The Medieval Islamic World Through the Eyes of Two Travelers

By Melanie A. Clouser

Agora, Vol.3:1 (2002)

Introduction: Islamic regions, long ignored and misunderstood by many, contain integral information concerning medieval Mediterranean civilizations. Historian Henri Cordier claims, “Westerners have singularly narrowed the history of the world” to their own meager knowledge of historic Israel, Greece, and Rome, ignoring the vast remainder of the different, yet no less civilized, world. The cultures of Islamic regions drew many travelers during the Middle Ages, such as Benjamin of Tudela and Ibn Battuta, for a variety of reasons. Scholars traveled long distances to participate in “the shining prestige of the great cultural centers of the Middle East, notably Cairo and Damascus,” which contained the most substantial intellectual resources. A common misconception of the Islamic city viewed it as “neither the classical polis nor the European burg; it represented the decay of the former without the capacity to develop into the latter.” The travelogues of Benjamin of Tudela and Ibn Battuta provide firsthand knowledge of the Islamic world, which contradicts the limitations of this view. Far from being a delinquent city, the medina (Islamic city), particularly Damascus and Cairo, contributed a great deal of cultural development throughout the Middle Ages, as attested to by travel literature of the time.

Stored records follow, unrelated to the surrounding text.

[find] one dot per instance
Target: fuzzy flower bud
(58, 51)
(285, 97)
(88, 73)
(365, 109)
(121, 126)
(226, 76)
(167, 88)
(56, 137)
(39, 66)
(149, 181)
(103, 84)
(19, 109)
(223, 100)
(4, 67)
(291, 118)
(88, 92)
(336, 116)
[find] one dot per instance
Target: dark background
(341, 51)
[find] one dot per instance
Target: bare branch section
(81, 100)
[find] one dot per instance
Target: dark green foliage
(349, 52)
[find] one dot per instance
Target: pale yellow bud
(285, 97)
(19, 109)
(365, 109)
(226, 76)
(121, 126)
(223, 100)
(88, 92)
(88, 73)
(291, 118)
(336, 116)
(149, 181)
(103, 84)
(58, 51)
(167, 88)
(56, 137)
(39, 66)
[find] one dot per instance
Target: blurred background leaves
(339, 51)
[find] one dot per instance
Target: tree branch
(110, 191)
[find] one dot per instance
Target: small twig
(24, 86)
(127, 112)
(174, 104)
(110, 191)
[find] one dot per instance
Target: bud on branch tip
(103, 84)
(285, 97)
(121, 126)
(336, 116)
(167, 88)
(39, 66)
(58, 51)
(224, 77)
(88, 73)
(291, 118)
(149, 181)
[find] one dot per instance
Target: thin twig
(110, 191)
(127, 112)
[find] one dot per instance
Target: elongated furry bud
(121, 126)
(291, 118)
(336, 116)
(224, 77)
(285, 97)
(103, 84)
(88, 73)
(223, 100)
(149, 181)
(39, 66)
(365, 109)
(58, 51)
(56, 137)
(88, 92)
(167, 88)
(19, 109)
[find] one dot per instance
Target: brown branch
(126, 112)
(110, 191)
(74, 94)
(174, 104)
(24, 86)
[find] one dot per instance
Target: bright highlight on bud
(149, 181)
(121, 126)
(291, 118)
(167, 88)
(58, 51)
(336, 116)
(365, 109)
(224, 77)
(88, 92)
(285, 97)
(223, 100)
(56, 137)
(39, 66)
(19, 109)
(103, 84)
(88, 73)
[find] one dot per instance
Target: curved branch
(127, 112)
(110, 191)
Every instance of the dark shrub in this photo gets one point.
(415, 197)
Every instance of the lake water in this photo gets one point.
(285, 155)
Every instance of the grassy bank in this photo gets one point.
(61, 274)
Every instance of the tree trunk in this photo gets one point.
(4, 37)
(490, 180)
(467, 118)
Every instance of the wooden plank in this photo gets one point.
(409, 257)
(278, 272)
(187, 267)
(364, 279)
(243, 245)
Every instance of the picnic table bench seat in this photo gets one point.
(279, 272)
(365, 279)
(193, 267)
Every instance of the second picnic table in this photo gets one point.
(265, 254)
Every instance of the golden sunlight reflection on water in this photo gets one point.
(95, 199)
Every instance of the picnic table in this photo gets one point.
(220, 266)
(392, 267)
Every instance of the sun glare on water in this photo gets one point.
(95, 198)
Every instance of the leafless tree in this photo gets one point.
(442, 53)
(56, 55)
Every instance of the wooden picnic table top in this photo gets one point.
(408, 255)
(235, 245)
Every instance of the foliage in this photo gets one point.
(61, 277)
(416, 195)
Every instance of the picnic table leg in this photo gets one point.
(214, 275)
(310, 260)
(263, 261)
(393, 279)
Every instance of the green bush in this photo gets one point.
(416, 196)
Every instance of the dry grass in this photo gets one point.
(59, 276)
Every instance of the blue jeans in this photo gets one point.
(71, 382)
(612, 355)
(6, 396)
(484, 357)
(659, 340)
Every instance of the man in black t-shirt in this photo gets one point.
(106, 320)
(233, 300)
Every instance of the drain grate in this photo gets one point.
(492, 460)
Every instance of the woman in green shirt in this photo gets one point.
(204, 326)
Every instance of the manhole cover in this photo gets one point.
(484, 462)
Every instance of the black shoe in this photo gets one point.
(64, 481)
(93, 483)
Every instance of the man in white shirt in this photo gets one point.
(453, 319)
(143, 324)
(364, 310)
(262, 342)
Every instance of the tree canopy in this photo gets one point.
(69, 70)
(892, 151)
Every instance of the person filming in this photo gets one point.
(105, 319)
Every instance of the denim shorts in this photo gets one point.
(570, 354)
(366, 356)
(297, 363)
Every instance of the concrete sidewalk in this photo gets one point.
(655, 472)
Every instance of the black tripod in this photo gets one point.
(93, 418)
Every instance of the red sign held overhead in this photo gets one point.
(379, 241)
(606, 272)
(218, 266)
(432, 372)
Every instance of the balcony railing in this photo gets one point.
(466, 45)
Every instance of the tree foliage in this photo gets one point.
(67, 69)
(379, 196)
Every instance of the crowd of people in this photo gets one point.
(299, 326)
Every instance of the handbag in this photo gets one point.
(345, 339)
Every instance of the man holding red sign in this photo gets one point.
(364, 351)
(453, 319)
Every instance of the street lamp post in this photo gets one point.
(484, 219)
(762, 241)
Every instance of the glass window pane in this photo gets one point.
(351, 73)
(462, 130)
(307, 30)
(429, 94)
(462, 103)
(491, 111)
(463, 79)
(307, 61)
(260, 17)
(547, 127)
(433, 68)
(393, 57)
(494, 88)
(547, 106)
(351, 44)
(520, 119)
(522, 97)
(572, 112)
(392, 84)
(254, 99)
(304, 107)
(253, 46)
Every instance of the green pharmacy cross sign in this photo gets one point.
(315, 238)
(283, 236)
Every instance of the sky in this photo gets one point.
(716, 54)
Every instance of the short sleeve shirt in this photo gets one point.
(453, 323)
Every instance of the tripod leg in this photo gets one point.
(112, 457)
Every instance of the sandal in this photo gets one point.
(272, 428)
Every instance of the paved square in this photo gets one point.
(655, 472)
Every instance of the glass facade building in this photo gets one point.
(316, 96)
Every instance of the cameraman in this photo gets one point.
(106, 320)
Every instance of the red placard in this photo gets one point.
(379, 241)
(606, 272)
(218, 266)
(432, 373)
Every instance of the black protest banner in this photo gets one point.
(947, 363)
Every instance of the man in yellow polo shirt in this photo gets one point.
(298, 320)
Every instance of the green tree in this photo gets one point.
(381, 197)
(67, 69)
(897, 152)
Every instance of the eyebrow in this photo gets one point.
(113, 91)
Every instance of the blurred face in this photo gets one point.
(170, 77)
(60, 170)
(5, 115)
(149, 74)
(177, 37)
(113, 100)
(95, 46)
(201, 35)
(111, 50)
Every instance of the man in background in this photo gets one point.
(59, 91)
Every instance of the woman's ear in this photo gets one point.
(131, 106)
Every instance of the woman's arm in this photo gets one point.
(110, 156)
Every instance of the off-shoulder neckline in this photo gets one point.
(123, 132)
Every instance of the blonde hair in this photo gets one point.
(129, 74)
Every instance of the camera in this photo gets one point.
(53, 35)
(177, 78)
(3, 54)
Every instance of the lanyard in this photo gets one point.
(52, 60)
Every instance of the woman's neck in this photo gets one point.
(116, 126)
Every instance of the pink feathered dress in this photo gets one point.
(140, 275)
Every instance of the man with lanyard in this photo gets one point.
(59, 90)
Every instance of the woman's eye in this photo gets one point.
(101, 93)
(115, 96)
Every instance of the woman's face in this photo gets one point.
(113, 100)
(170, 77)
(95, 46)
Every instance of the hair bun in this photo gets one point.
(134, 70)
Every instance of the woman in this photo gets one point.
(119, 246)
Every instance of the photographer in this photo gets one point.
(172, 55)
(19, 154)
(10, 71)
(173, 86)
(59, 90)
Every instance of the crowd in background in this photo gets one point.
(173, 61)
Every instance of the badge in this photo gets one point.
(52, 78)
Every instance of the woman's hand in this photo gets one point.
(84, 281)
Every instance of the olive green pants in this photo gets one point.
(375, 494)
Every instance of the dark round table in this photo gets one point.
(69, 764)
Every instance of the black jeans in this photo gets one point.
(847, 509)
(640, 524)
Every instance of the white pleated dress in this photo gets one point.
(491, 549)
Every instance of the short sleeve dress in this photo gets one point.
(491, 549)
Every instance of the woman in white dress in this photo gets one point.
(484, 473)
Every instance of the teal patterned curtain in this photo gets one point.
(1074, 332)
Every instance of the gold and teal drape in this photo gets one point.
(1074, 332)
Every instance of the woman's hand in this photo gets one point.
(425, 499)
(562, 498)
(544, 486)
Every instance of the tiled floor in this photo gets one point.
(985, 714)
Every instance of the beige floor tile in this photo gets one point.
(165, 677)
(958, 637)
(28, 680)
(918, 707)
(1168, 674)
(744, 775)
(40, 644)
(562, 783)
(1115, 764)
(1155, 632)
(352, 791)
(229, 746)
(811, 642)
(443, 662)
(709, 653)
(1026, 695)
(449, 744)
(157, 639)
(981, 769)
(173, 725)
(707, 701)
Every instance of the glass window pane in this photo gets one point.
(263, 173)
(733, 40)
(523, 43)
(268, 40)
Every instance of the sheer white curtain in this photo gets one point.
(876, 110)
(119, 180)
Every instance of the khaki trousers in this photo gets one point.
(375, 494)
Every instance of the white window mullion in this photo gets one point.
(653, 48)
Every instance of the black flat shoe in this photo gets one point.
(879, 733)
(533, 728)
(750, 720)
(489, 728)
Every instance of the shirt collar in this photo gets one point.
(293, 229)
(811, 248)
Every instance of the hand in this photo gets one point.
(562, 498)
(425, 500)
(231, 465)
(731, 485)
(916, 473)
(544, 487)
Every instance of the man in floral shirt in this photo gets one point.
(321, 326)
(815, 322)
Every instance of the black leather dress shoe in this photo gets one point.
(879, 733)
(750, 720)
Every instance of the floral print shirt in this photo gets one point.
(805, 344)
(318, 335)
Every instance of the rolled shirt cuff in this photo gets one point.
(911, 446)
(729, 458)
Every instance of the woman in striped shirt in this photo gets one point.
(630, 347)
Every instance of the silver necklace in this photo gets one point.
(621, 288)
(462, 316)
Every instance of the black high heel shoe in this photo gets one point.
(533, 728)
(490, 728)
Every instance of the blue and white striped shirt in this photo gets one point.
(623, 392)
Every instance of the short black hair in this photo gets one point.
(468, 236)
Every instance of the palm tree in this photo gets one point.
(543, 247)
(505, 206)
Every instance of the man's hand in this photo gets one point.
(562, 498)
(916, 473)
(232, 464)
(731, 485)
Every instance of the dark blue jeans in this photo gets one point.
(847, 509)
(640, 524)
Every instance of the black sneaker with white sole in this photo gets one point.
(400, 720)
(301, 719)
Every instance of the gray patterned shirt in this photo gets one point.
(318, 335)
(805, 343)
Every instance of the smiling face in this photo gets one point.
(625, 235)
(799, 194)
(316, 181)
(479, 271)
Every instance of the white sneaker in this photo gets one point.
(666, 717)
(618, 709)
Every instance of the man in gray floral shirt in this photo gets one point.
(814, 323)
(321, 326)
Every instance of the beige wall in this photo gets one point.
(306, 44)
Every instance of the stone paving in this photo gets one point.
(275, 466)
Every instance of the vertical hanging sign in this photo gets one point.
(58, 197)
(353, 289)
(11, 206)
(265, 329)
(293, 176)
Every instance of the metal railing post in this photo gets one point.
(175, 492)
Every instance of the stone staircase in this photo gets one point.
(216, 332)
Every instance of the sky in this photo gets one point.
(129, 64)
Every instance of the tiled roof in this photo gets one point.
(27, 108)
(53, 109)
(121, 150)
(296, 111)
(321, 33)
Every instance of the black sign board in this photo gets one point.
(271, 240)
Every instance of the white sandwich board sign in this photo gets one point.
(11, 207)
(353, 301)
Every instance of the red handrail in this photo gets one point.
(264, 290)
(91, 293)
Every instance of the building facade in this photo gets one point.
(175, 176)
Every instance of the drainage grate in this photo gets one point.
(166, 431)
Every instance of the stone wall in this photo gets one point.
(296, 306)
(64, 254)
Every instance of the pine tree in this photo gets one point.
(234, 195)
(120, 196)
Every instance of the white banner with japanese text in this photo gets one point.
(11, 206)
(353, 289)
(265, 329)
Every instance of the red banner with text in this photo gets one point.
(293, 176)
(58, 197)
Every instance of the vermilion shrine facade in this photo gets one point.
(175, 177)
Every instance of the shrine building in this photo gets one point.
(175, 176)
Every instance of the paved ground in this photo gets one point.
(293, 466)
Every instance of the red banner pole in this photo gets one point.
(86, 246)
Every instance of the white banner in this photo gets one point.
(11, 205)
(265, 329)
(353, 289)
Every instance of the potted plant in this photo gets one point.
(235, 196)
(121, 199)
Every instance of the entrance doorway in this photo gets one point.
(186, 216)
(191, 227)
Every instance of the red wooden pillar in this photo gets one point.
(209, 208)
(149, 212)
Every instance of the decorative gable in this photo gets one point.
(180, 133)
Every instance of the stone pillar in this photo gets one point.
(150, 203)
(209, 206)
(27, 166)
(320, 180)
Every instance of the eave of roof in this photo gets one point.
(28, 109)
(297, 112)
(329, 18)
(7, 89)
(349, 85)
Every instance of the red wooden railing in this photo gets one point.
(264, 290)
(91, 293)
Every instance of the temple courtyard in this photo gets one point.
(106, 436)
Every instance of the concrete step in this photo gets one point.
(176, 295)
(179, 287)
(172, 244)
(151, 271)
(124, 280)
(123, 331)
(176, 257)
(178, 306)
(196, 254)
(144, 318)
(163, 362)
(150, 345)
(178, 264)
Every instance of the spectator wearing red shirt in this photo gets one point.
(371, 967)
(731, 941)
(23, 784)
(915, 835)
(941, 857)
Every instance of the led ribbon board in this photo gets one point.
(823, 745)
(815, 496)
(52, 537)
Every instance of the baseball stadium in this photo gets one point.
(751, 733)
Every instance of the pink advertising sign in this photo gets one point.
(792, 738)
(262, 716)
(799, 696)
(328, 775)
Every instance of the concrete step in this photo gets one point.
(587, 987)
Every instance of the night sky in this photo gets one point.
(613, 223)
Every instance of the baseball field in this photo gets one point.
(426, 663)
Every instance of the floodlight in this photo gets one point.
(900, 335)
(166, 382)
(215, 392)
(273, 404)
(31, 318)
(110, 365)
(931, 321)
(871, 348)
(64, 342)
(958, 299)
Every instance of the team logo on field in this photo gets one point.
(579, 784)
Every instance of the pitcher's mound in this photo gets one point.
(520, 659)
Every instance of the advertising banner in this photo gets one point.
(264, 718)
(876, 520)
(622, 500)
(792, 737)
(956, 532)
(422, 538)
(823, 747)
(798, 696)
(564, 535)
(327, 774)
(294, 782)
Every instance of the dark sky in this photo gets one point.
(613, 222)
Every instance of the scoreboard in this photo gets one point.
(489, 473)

Understanding earlier developments of the Islamic world provides context necessary to our exploration of the later Middle Ages. Cultural elements, far from developing independently, thrive on interaction among various societies. Scholar Ross Dunn refers to the “intercommunicating zone,” through which sedentary and urbanized populations from ancient times linked across the Middle East, India, and China, effectively sharing and borrowing cultural elements. Eventually, this relationship grew, extending across Africa, Asia, and Europe, influencing the entire Eastern hemisphere, and therefore the general human population, with great variation in effect. Throughout this exchange, rural and pastoral populations acquired some cultural elements, as well as periodically impacting urban populations, through cultural and political power. Trade relations formed a complex network across and around the Mediterranean, transporting goods and ideas. By the time of the ‘Abbasid Empire (tenth to thirteenth centuries), the two great sea basins of the world were linked, moving people and ideas throughout the Muslim Empire, contributing to the trend of communication that increased throughout history. Beginning in 1137-38 with a Genoese-Almohad treaty, European merchants developed a rigorous system of trade, extending to North Africa in the 1200s, and to the British Isles and Flanders by 1300.